Monday evening, the U.S. House of Representatives voted to approve a bill that would suspend new annual target compensation of $4 million each for Freddie Mac CEO Donald Layton and Fannie Mae CEO Timothy Mayopoulos. If signed into law by President Obama, the bill would return the cap on their pay to $600,000. That level was set in 2012 in the wake of anger over high bonuses that were paid to executives of the housing entities, which were in government conservatorship and had been bailed out by taxpayers.
The bill, first introduced by Rep. Ed Royce (R-Calif.) in May, passed the House Financial Services Committee by a 57-1 vote in July. It was soon followed by a Senate version sponsored by Sen. David Vitter (R-La.) and Sen. Elizabeth Warren (D-Mass.), which passed by unanimous consent in September. The latest House version was a voice vote, a procedure typically used for bills that draw little controversy or on issues where individual Congress members may not want a yea or nay vote recorded.

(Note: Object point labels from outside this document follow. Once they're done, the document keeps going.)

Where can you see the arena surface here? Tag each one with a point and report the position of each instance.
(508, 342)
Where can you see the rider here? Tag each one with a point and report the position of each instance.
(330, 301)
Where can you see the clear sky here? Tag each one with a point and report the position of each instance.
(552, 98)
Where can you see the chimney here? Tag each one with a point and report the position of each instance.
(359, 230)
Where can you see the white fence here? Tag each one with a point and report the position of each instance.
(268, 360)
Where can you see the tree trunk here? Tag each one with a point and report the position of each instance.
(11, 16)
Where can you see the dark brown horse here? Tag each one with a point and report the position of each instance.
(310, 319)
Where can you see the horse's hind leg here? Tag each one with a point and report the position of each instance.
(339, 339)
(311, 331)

In July, the director of the Federal Housing Finance Agency, which oversees the two mortgage finance firms, said the bigger paydays were designed to help compete with the private sector for executives. In a statement from July, FHFA Director Mel Watt said the raises were intended "to promote CEO retention, allow reliable succession planning, and ensure the continuity, efficiency and stability of enterprise operations." An FHFA spokeswoman declined to comment Monday on the latest House bill.

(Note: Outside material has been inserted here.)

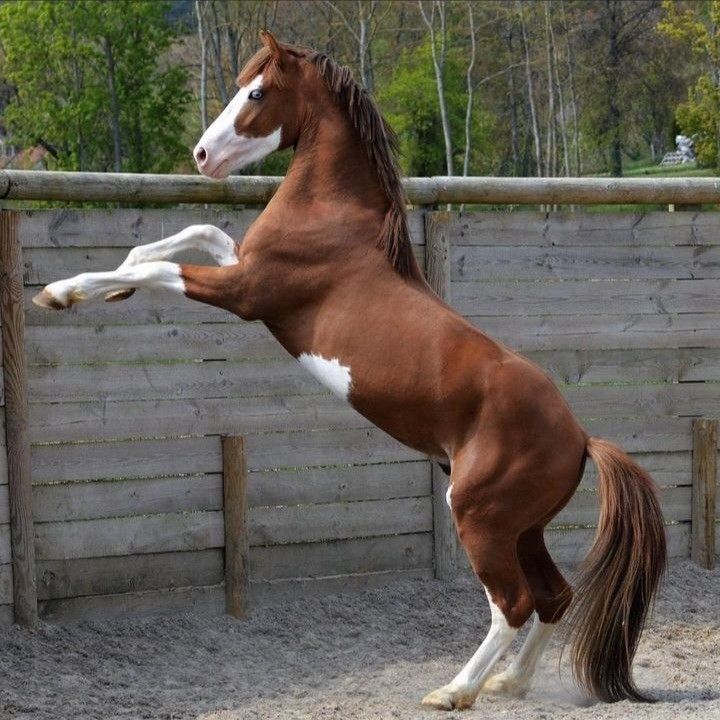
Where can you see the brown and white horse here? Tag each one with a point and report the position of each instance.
(329, 268)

Initial frustration with pay levels at Fannie Mae and Freddie Mac erupted in the wake of the financial crisis, after the CEOs of the two housing entities were awarded a total of $17 million in 2009 and 2010. Watt's predecessor pledged to cap pay in 2012 before the raises were awarded this year.
Obama is expected to sign the bill. White House press secretary Josh Earnest has said in the past that "it is entirely legitimate for the executives at those institutions to be subject to compensation limits,” especially given the advantage they have as entities backed by taxpayers.